Fleeing Boston, mail order bride Madeline Barstow hopes that her husband-to-be will provide her a comfortable, respectable life, far away from the prying eyes and gossip of her socialite peers. But when she steps off the train in Helena, Montana, she is disheartened to find a stranger waiting for her instead of her fiancé.
Widower Clay Porter is tired of the constant attempts of his family and friends to match him up. He wants only to be left alone, and spends his days off transporting cargo and passengers to earn money so he can someday buy the butcher shop he works in. But when he realizes the woman he's transporting to Croft Ranch is completely in the dark about her fiancé's character, he finds himself risking his own dream—and even his life—to persuade the uppity woman that she's making a mistake.
Note: Mail Order Regrets is a sweet romance novel of 74,739 words, but is not a Christian inspirational romance. There is no religious theme, and while there are also no sex scenes, there are kissing scenes, and some allusions to sexual tension.
The sky was obscured by the clouds, and the last bit of light was fading as Clay guided the sleigh off the main road and down a long trail to a small cabin nestled in the foothills.
“We’ll rest here a while before we go on?” Madeline asked, pulling down the furs and blankets from her face.
He brought the horses to a stop in front of the door. "No. We’re not going to make it tonight. We’ll have to stay here.”
“You can’t mean that.” She clutched the furs to her bosom. “You said we’d take shelter—not sleep here!”
He hopped out and started unhitching the horses. “I do. It’s another two hours to my sister’s place, and the visibility is only getting worse. There’s nowhere decent between here and my sister’s house to take shelter. This is it. We’re lucky I found it—I almost missed the turn-off.”

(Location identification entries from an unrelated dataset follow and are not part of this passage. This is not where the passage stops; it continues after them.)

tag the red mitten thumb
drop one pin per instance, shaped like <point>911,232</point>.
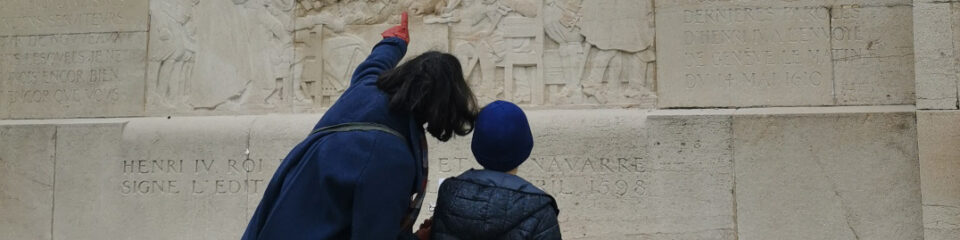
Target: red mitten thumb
<point>399,31</point>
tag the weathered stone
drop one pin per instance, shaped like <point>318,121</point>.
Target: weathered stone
<point>936,55</point>
<point>617,177</point>
<point>26,181</point>
<point>939,136</point>
<point>773,56</point>
<point>167,178</point>
<point>271,139</point>
<point>784,53</point>
<point>220,57</point>
<point>329,58</point>
<point>872,52</point>
<point>691,157</point>
<point>41,17</point>
<point>827,175</point>
<point>88,157</point>
<point>73,75</point>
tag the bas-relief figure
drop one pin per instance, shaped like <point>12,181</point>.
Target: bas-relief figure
<point>331,39</point>
<point>502,45</point>
<point>598,53</point>
<point>216,55</point>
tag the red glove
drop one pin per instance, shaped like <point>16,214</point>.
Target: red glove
<point>424,232</point>
<point>399,31</point>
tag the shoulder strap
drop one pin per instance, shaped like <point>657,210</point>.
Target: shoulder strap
<point>359,126</point>
<point>417,201</point>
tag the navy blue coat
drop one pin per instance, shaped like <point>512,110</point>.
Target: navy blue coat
<point>348,185</point>
<point>490,205</point>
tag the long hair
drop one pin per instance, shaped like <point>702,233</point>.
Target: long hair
<point>432,88</point>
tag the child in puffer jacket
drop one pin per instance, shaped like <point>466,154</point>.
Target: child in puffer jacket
<point>494,203</point>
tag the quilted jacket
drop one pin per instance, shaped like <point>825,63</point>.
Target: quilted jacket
<point>484,204</point>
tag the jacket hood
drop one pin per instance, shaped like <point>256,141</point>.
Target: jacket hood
<point>487,204</point>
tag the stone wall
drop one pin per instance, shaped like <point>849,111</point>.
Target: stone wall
<point>756,119</point>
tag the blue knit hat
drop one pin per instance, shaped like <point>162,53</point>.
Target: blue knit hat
<point>501,137</point>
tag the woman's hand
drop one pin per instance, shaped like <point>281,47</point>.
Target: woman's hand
<point>399,31</point>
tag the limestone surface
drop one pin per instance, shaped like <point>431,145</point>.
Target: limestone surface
<point>784,53</point>
<point>27,159</point>
<point>795,173</point>
<point>939,162</point>
<point>935,37</point>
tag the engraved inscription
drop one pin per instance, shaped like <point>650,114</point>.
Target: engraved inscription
<point>36,17</point>
<point>61,75</point>
<point>149,177</point>
<point>749,56</point>
<point>754,57</point>
<point>590,177</point>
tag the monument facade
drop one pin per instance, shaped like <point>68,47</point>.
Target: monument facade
<point>685,119</point>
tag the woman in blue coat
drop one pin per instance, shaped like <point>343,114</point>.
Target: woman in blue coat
<point>356,175</point>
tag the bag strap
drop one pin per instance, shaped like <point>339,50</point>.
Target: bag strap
<point>417,201</point>
<point>359,126</point>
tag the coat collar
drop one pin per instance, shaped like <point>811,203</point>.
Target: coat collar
<point>500,179</point>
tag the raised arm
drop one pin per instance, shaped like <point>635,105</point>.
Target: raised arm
<point>386,54</point>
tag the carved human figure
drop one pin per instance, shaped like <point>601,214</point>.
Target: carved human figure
<point>477,43</point>
<point>174,50</point>
<point>561,23</point>
<point>614,27</point>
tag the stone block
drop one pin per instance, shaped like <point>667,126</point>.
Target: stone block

“But—but—” she stammered, “there’s no one else here.”
“And we’re lucky for that. There are only accommodations for two here. Assuming someone hasn’t made off with one of the two chairs that were here last time, that is.”
“You are not funny, Mr. Porter.” She stood up in the sleigh and stomped her foot. “I insist you take me to a proper place to stay.”

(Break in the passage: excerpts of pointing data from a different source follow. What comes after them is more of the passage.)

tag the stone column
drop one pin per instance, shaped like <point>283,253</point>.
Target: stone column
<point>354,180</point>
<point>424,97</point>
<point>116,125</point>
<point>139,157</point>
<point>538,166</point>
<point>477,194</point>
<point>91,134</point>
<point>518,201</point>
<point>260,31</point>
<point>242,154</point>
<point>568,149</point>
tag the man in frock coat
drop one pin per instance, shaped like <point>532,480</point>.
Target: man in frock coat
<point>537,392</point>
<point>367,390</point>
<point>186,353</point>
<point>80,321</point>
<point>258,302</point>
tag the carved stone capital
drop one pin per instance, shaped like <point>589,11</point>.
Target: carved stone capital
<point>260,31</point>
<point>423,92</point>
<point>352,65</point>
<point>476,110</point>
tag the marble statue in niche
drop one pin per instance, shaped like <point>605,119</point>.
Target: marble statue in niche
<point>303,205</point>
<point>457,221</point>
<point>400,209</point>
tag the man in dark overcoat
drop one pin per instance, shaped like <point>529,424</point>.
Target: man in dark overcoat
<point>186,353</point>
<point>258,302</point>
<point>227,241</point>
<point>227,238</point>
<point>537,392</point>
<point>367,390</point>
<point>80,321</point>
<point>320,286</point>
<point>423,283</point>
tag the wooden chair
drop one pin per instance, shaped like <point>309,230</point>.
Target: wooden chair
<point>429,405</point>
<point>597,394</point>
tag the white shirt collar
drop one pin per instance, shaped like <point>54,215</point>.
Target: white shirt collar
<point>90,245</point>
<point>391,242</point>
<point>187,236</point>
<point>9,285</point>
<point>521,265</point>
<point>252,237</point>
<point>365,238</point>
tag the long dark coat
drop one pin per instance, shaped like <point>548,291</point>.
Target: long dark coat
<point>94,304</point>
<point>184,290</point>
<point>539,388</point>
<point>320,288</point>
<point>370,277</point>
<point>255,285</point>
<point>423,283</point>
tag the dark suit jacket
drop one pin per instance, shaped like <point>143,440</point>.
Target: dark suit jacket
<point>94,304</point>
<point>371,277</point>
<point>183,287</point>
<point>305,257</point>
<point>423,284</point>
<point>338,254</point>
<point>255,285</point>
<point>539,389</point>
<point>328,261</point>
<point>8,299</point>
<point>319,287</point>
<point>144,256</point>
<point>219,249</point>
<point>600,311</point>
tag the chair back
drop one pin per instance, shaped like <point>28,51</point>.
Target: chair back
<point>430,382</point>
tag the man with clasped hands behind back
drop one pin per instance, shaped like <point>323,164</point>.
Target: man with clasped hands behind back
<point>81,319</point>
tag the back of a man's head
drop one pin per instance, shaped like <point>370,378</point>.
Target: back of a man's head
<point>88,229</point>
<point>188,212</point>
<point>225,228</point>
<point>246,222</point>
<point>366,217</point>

The horses whinnied and stomped in place, jostling the sleigh. Madeline slipped fell back into her seat with a hard thump. The driver took the horses by their bridles and spoke in soothing tones until they quieted. Then he stalked back to the sleigh.
“If you insist on throwing a childish fit,” he snarled, “please do it outside the sleigh, before you provoke my horses into bolting, simply because you are indulging in a tantrum over not having a soft, fancy place to lay your head tonight.”

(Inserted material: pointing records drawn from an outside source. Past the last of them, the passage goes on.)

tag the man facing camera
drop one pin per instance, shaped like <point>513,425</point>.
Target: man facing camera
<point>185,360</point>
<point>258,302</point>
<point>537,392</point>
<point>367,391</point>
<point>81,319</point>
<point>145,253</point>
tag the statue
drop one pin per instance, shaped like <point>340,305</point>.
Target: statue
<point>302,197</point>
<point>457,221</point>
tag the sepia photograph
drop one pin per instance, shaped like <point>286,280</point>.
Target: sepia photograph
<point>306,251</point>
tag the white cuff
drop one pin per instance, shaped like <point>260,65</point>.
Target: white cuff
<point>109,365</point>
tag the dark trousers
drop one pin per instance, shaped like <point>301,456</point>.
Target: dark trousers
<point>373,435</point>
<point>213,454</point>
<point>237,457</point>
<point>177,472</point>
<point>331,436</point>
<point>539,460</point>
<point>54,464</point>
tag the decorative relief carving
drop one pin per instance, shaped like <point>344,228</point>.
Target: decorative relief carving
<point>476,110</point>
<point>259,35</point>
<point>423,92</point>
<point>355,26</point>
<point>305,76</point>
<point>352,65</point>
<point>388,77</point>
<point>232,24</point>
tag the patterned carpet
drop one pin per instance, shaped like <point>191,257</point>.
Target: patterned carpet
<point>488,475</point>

She swallowed her rage at being spoken to with such disrespect, only because she realized he was right—she could have caused a dreadful accident. “I’m sorry. I am. But it has nothing to do with a fancy place to lay my head. That—” she pointed at the ramshackle habitation, “is a very small cabin which, according to you, can only sleep two. Two! There is no one here to act as chaperone. What is my future husband to think when he finds out I spent the night alone with the sleigh driver?”
“If he had any sense, he’d be glad that I made a level-headed decision that kept his bride-to-be safe and alive! Not that I’d accuse Croft of having any sense.” He muttered the last part as he walked back to his horses, but Madeline caught it.
“What is your problem with Mr. Croft? Clearly you don’t like him. What has he done to you?”
He kept his eyes on the horse’s harness, heaving a sigh. “Nothing. He has always paid me what I earned. He hasn't mistreated me. I have no reason not to like him.”
“And yet you don’t.” She tilted her head, waiting for an answer.
“Get back under your covers, before you let out all the heat.”
“What heat?” she grumbled. “You let the coal burn out ages ago."